As The Washington Post's Book World editor, Ron Charles chooses the 20 books The Post reviews each week. A positive review can send sales soaring for the lucky author - say, Cheryl Strayed or Chuck Palahniuk, two Portland authors whose work Charles said The Post keeps tabs on.
Charles was in Portland this weekend as a speaker at the PubWest book publishing conference and made time to talk with The Oregonian/OregonLive despite his eagerness to get to Powell's Books. Here are excerpts from the conversation.
Q: What is the mission of Book World?
A: To identify current books that people will enjoy reading, to alert people to how the book culture is evolving, to bring people the literary discussions of the day, to deepen their understanding of political and cultural events through books.

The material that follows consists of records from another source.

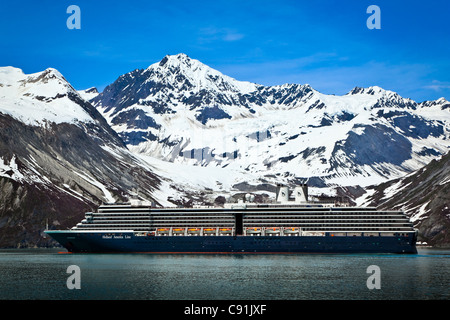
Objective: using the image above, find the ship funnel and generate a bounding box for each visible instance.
[276,184,289,203]
[294,184,308,203]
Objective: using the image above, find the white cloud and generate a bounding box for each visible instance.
[424,80,450,92]
[223,32,244,42]
[198,27,245,43]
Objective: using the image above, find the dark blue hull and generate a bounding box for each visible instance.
[46,231,418,254]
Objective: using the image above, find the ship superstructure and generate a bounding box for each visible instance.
[45,184,418,253]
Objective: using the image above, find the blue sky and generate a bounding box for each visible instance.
[0,0,449,102]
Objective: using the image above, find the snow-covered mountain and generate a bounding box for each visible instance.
[1,56,449,247]
[357,151,450,246]
[77,86,99,101]
[91,54,450,197]
[0,66,163,247]
[0,67,95,125]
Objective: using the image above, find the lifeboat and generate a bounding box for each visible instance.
[219,228,232,235]
[203,228,216,236]
[265,227,280,235]
[246,227,262,235]
[187,228,201,235]
[156,228,170,235]
[172,228,185,235]
[284,227,300,235]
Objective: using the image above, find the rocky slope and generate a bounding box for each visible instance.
[92,54,450,193]
[358,151,450,247]
[89,53,450,246]
[0,67,162,247]
[1,55,450,247]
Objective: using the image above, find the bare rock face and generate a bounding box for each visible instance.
[1,56,450,247]
[0,67,161,248]
[92,54,450,189]
[362,151,450,247]
[90,54,450,246]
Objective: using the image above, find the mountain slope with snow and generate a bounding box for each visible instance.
[357,151,450,247]
[91,54,450,193]
[0,67,94,125]
[1,57,449,247]
[0,66,163,247]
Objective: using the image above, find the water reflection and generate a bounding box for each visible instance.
[0,248,448,300]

You know, the news, it's what we're thinking about and what's happening over the last few - nowadays, the last few hours. But books, that's the deep sink of history, that's what people are thinking over the last few years.

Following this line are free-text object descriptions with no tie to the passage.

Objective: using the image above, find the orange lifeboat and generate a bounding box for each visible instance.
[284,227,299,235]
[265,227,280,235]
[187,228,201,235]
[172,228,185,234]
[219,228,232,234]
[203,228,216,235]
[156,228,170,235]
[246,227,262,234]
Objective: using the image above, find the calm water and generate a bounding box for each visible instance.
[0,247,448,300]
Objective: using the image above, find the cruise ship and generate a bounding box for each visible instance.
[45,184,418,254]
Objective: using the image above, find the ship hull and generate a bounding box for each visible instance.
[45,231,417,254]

Q: How is the book culture evolving?
A: I've been doing this 20 years, and things got really bleak for awhile. All the (newspaper) book sections around the country started to close, and the book critics started to be laid off.

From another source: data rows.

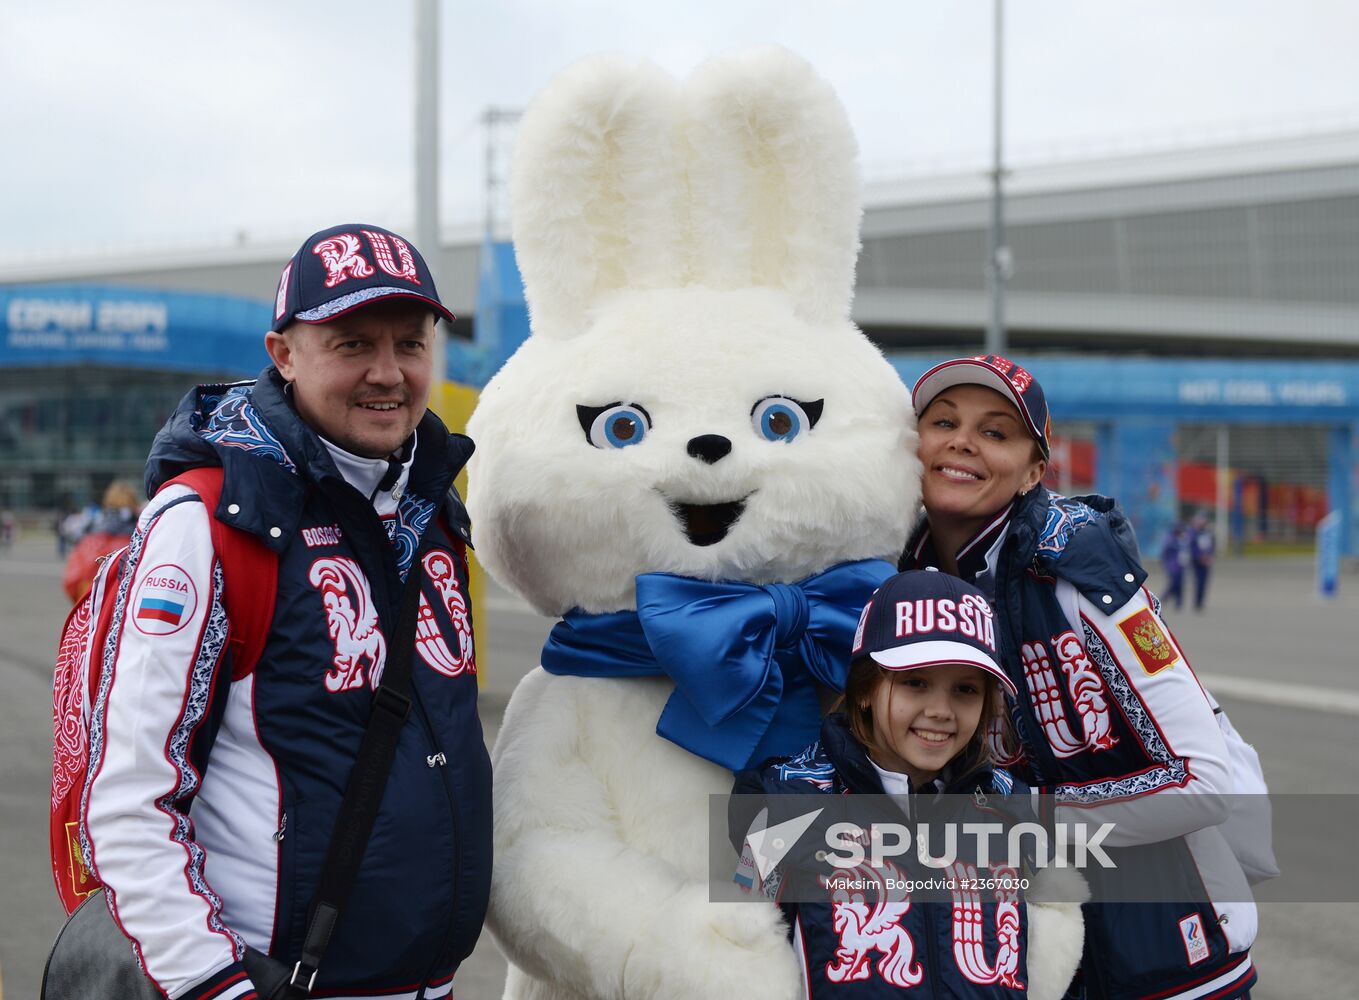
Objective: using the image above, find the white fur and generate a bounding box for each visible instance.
[470,286,915,615]
[683,47,862,325]
[509,56,688,340]
[1024,866,1090,1000]
[488,670,803,999]
[470,49,920,999]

But then at the same time, long before I noticed it, all these other avenues of book criticism started to evolve. All the blogs and all the journals and online reviewers, even the online reviewers on Goodreads and online retailers - there are lots of really good anonymous book critics out there.
So I think book criticism is more diverse and richer than it's ever been. Which is not what I would have expected 10 years ago.
In D.C. we've got Politics & Prose and Kramer's (Kramerbooks & Afterwords), a couple other great independents - they have book events every day, sometimes twice a day, and they are packed. These people are hungry for serious, witty, engaged discussion of literature and current events. I just think it's a wonderful time to be a reader.
Q: How do you choose which books to review?
A: We get 150 books a day, so it's really, really hard. We're trying to produce a book section that's very diverse in the kinds of books it's covering: subjects, people, interests, genres, fiction and nonfiction. We're trying to attend heavily to politics because that's our local interest and history. And then we've got to hit all those big authors: Toni Morrison, Ann Patchett.
When you fill all those slots, it only leaves a few extra slots for books that you pick on a whim or hope, or some new author we take a chance on.
Q: You're also doing the "Totally Hip Video Book Review." How did that get started?
A: It started seven years ago when I was really despairing about the kind of ridiculous things that journalists were being asked to do to reach a new, younger audience. I thought, well, what would be the silliest, stupidest thing you would do to reach younger readers that would be a 60-second book review? So I took my review that week in the paper and my wife grabbed the video camera and we just ran around the house and acted out the book review that I'd run in the paper and then I slapped it up on YouTube and sent it around to my friends, like, "Oh, can you believe the state of journalism nowadays?" But it took off.
It died out in that iteration after about a year. But then last year, the editors of The Washington Post asked me to start it up again. So now we try and do one about every three weeks. It's been a blast.
Q: Screen or print?
A: Oh, print. I tried once, early on, to read and review a book on the Kindle. You can take notes but it's really cumbersome. So I still read bound books.
Q: The last 3 novels you read and your impressions.
A: George Saunders' new book, "Lincoln in the Bardo," is the most structurally experimental book I've read in a long time and will baffle most people and delight some people. It's about the death of (President Abraham) Lincoln's son Willie (at age 11). Lincoln apparently went to the graveyard several nights and sat by his son's grave. So Saunders imagines this but most of the book is filled with the voices of the ghosts in that cemetery and it's all told through quotations, each one of which is attributed.
Before that was Joyce Carol Oates' "A Book of American Martyrs," which is just spectacular. It's about an evangelical Christian who assassinates an abortion doctor and then the book follows those two families for the next few decades and what happens to them. It is such an intimate look at two radically different kinds of people and kinds of families, and frankly, kinds of Americans, whom we think are irreconcilable. It's more than 700 pages long and I just raced through it.
Margaret Drabble, the English novelist, she's written a very dry, dark comedy called "The Dark Flood Rises." It's a book Americans will hate. The idea of aging and then living when living is no longer sexy or fun or comfortable or even mobile - that is not attractive to think about, and this book is about that.
Q: What else would you like people to know about books or book culture?
A: I would like them to know just how helpful it is to find a book section or some critics that they get to know so they can learn to trust those people's evaluations even if they usually disagree with them. They can really help you select your next books, and you're not always at the mercy of the bestseller lists.